The release of Denis Villeneuve’s remake of Frank Herbert’s influential sci-fi novel Dune has its entire fandom reflecting back on what made the novels great, thus bringing to mind the mythic dimension of the Dune universe.
When Dune appeared on the scene in 1965—two years after the publication of Rachel Carson’s Silent Spring—it was well received by its audience as a counter-cultural narrative that helped boost a modern environmentalist movement, while warning us against the dangers of digital technology and autocratic rule. The fact that Frank Herbert was himself deeply conservative, decidedly a Republican voter and operative, did not stop Dune’s own mythic universe from carrying certain progressive elements. At the same time, the intensely anti-government propaganda—especially on display in the last books of the saga —is a definite echo of Herbert’s own politico-ideological commitments.
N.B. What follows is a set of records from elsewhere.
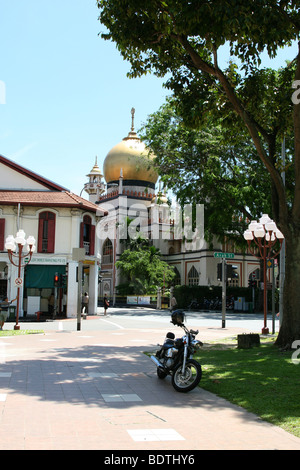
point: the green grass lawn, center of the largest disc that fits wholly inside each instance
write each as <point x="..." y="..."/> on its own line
<point x="262" y="380"/>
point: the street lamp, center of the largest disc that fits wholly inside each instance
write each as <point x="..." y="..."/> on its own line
<point x="16" y="259"/>
<point x="264" y="234"/>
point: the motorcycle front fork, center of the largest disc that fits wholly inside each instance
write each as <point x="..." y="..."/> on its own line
<point x="184" y="359"/>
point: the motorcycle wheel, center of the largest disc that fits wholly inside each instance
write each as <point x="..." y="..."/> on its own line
<point x="161" y="374"/>
<point x="190" y="379"/>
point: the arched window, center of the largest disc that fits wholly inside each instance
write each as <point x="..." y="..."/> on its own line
<point x="46" y="236"/>
<point x="107" y="252"/>
<point x="193" y="277"/>
<point x="177" y="278"/>
<point x="87" y="235"/>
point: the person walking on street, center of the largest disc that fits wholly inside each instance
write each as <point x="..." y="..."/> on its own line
<point x="4" y="311"/>
<point x="85" y="303"/>
<point x="173" y="303"/>
<point x="106" y="304"/>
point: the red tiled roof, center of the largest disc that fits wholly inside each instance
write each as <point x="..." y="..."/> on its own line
<point x="30" y="174"/>
<point x="47" y="198"/>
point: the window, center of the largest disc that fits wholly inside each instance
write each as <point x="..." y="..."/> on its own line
<point x="107" y="252"/>
<point x="193" y="277"/>
<point x="2" y="231"/>
<point x="87" y="235"/>
<point x="177" y="278"/>
<point x="46" y="236"/>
Nevertheless, in spite of its spiritual ambiguity, Herbert famously said that he wrote the Dune Chronicles “because I had this idea that charismatic leaders ought to come with a warning label, ‘may be dangerous to your health.’” Or more poignantly still, he wrote, “No more terrible disaster could befall your people than for them to fall into the hands of a Hero” (Dune), because Herbert himself believed that “superheroes are disastrous for humankind.”
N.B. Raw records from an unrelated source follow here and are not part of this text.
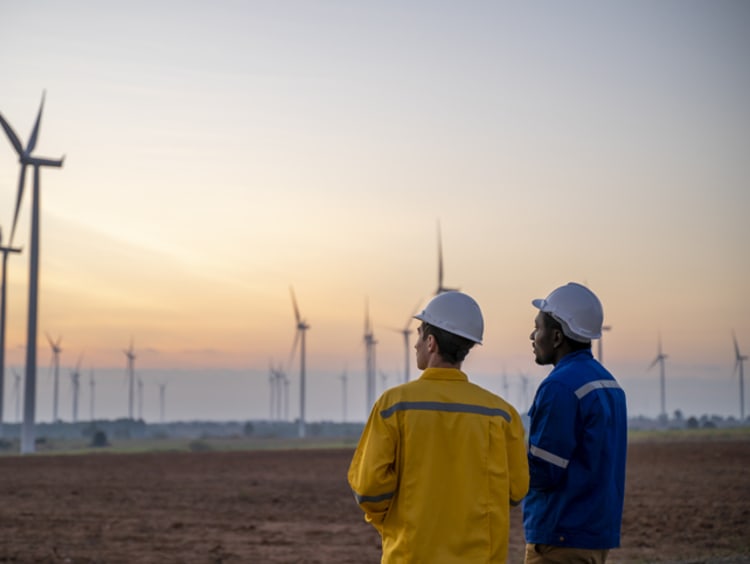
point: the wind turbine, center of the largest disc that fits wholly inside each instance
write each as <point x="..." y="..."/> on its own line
<point x="130" y="354"/>
<point x="26" y="159"/>
<point x="162" y="395"/>
<point x="601" y="355"/>
<point x="343" y="379"/>
<point x="92" y="386"/>
<point x="56" y="350"/>
<point x="75" y="380"/>
<point x="406" y="333"/>
<point x="441" y="288"/>
<point x="370" y="343"/>
<point x="660" y="358"/>
<point x="299" y="337"/>
<point x="6" y="251"/>
<point x="17" y="394"/>
<point x="738" y="366"/>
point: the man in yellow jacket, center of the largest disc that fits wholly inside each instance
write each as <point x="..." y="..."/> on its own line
<point x="441" y="460"/>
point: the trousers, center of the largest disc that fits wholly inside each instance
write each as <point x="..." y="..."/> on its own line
<point x="550" y="554"/>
Similarly, Joseph Campbell was aware of the danger that such heroic men of action represent with their mono-maniacal single-mindedness, for clearly they “are not the ways and guides to freedom, but the very nets, and the wielders of those nets, by which the seeker of freedom is snared, entrapped, and hauled back into the labyrinth.” (Mythic Dimension 243) The net that Campbell is talking about here, the net that curtails our spiritual freedom, is none other than the mythic web of ideological phantasies.
Appearing at first sight as the saving thread of Ariadne to help us navigate the labyrinthine darkness, positivistic ideology, like a crutch, is sometimes a necessary condition. But if we try to cling to fixed ideas, fetishizing them as final answers to life’s unanswerable questions, then we get caught in the web of an ideology. After all, Ariadne’s thread only helps us retrace our steps backwards, to run away from the danger zone, but does not teach us to fly away, upwards towards the Sun, despite new dangers. For that we need the artistry of Daedalus, what Campbell liked to call “the Wings of Art.”
On a broad philosophical level, there is a striking similarity between the Dune saga and The Lord of the Rings trilogy: they both affect a kind of “transvaluation of all values,” a fundamental critique of the mythology of the One and its hyper-masculine heroic attitude. Where the masses are programmed to worship superheroes and bow before “the One,” both of the greatest epics of fantasy literature are there to warn us against the dangers of Its rise.
So rather than dismantling the supremacy of the One from the outset, as Tolkien does in The Lord of the Rings—where he re-brands it as the greatest evil and pits it against it a Fellowship and not a singular hero—Dune fanatically asserts the singularity and genetic supremacy of the One. Affirming the messianic hope of the superior Kwisatz Haderach, Herbert wants to allow all the disastrous—indeed, genocidal consequences that follow from the One’s brutal imposition upon the collective.
The imperialism of the One is easily accommodated within Dune’s feudal sociological vision, which is like Game of Thrones in space. This game of imperialism seems to be the critical target Herbert had in mind when he wrote Dune. Nevertheless, we can still ask if he ultimately succeeded. Did not Dune end up inadvertently strengthening and propping up the very thing it was supposed to take down: the naturalization of an imperialist ideology?
It is true, there are at least two ways of undermining or subverting a given ideological edifice: one is by deconstructing it directly, in diametrical opposition to it, and the other is by agreeing with it all too strongly, believing in it all too literally, and proceeding to act accordingly. Where the former is a straight confrontation against the other, the latter brings out into the open its unspoken absurdity. Where Tolkien took the first path against the dominion of the One, Herbert chose the second option. The question still remains, however: did he succeed in tearing down imperialist ideology or did he not end up glorifying it and justifying it in the end?
I’d love to hear your thoughts and further comments on the mythic dimension of Dune—especially when we take Frank Herbert at his word and attempt to read this space saga as a cautionary tale against the emergence of heroes.